At the Chocolat Bar in Boise, Kristi Echols-Preston and Chris Preston make chocolate with flavor twists, such as white chocolate lemon lavender almond bark.(Andy DeLuce)
The exterior of Idaho’s State Capitol in Boise is made of hard sandstone quarried from nearby Table Rock.(Angela Frucci)
The interior of the dome of Idaho’s State Capitol in Boise has thirteen large stars and 43 smaller stars for Idaho’s admission as 43rd state in 1890.(Angela Frucci)
Fork Restaurant’s signature farm-to-fork fare includes a cast-iron buttermilk fried chicken and cheddar waffle.(Fork Restaurant)

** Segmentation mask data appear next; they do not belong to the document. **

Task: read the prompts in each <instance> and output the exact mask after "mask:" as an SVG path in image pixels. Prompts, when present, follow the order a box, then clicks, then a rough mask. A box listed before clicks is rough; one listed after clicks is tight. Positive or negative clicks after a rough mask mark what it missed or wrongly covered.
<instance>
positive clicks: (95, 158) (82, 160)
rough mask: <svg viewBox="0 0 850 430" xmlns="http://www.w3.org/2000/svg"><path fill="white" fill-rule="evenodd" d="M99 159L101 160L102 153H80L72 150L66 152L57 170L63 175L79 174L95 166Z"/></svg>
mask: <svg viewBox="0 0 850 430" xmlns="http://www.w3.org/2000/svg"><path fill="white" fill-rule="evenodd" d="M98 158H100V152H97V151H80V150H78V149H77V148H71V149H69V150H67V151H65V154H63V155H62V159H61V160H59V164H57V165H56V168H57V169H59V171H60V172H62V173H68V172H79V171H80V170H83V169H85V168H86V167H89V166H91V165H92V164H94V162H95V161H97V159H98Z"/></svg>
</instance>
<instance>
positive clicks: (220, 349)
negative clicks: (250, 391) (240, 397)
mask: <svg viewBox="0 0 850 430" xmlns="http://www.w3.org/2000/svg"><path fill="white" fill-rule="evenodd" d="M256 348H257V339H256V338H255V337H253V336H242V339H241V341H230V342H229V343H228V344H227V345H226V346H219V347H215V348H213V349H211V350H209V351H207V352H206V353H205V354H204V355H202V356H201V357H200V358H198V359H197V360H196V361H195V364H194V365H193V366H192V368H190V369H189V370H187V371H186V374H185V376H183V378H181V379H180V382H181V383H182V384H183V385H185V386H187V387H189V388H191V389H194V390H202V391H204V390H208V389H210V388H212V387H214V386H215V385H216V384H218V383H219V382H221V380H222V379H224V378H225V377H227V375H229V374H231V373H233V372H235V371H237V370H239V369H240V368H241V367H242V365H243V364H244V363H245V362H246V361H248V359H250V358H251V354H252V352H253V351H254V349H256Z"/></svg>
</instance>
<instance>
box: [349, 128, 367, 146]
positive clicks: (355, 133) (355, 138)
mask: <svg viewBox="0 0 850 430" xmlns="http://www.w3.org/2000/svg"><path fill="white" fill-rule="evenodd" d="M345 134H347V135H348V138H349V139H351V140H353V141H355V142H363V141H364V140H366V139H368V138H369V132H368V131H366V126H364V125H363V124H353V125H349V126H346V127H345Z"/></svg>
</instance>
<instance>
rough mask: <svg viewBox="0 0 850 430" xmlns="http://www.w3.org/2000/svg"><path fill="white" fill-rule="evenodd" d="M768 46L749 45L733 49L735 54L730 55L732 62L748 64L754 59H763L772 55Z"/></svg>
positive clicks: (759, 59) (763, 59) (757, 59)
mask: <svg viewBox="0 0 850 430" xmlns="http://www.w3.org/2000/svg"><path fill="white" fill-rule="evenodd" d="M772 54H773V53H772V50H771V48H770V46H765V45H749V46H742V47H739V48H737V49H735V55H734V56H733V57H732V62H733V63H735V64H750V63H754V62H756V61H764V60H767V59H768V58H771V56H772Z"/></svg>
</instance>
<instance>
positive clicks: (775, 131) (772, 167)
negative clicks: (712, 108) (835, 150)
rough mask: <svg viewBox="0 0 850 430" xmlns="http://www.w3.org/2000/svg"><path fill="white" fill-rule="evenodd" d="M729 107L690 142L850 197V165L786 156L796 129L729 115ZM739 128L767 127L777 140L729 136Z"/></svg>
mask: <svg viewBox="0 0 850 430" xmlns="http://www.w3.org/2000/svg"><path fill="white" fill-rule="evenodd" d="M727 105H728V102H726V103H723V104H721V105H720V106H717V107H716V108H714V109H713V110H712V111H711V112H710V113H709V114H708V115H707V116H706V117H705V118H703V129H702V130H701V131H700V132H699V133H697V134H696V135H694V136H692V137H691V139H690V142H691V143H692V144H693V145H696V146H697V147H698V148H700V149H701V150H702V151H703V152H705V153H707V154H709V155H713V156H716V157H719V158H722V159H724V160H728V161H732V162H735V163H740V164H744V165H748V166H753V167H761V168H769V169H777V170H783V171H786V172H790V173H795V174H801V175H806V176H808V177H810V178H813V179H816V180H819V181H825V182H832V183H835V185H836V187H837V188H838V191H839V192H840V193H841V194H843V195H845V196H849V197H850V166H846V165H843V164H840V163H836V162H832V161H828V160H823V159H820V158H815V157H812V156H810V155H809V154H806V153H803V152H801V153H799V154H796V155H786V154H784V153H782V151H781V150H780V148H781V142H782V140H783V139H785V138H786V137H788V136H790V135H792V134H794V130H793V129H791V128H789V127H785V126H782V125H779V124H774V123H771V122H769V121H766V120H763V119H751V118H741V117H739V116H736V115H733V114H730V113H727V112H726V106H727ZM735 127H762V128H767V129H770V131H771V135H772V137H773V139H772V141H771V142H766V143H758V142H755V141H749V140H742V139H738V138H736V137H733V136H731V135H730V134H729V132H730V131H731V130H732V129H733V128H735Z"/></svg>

The Modern Hotel and Bar is a transformed Travelodge with inventive cocktails and a restaurant that showcases locally sourced ingredients.(Modern Hotel and Bar)
Oh, beloved Boise, or Boy-C, as the locals pronounce it. Spend a weekend in this rapidly changing Idaho city and you realize why its downtown has been rated as among the top 10 in the U.S. It also features cultural attractions such as the Basque Block and the Boise Philharmonic, and it’s minutes (not hours) to hiking and biking trails. My friend and I hit Boise this spring, finding a surprisingly sophisticated, expanding food and microbrewery scene, making this chill Northwestern town of sandstone and green open spaces a nice weekend (or longer) destination. The tab: We spent about $400, including $208 for one night at the Modern Hotel, about $60 at the Modern Bar and $58 for two at Fork Restaurant. From LAX, Southwest, United and Delta offer nonstop flights (about three hours and 20 minutes) to Boise for about $284 round trip.
A former Travelodge transformed into a Boise boutique, the Modern Hotel & Bar (1314 W. Grove St.;  424-8244, www.themodernhotel.com; rooms for two from about $120 in summer) has enough Midcentury vibe to make Don Draper comfortable. We found Zen-ly tidy rooms with crisp white sheets, and enjoyed eating in the Modern Bar, where its talented chef showcases local and seasonal hors d’oeuvres and cocktails that can be enjoyed glamp-style by the Modern’s outdoor fire pits.
With our stomachs leading the way, we stormed into Fork Restaurant (199 N. 8th St.;  287-1700, www.boisefork.com), where foodies indulge in the kitchen’s signature farm-to-fork fare. Most menu items have some component that’s either locally grown or produced in the Northwest, such as a delicious buttermilk fried chicken and cheddar waffle (Tuesdays only) with local Ballard cheese and orange Idaho honey butter. The Urban Burger, a shameless blend of brisket and ground sirloin, paired perfectly with Cinder’s 2012 Tempranillo, which sources grapes from nearby Snake River Valley.
On our way to the state capitol in the heart of downtown Boise, we sampled chocolate marvels at the Chocolat Bar (805 W. Bannock St.;  338-7771, www.thechocolatbar.com). Though the company blends its own dark chocolate, we were smitten with its white chocolate lemon lavender almond bark and dark chocolate red chili pistachio bark.
The lesson learned
Boise has two fine farmers markets, which confused us, because they are a stone’s throw from each other in downtown. The Capital City Public Market and Boise Farmers Market open Saturday mornings and continue until about 1p.m. (seasonally); the former is a bit more arts and crafts, the latter more traditional.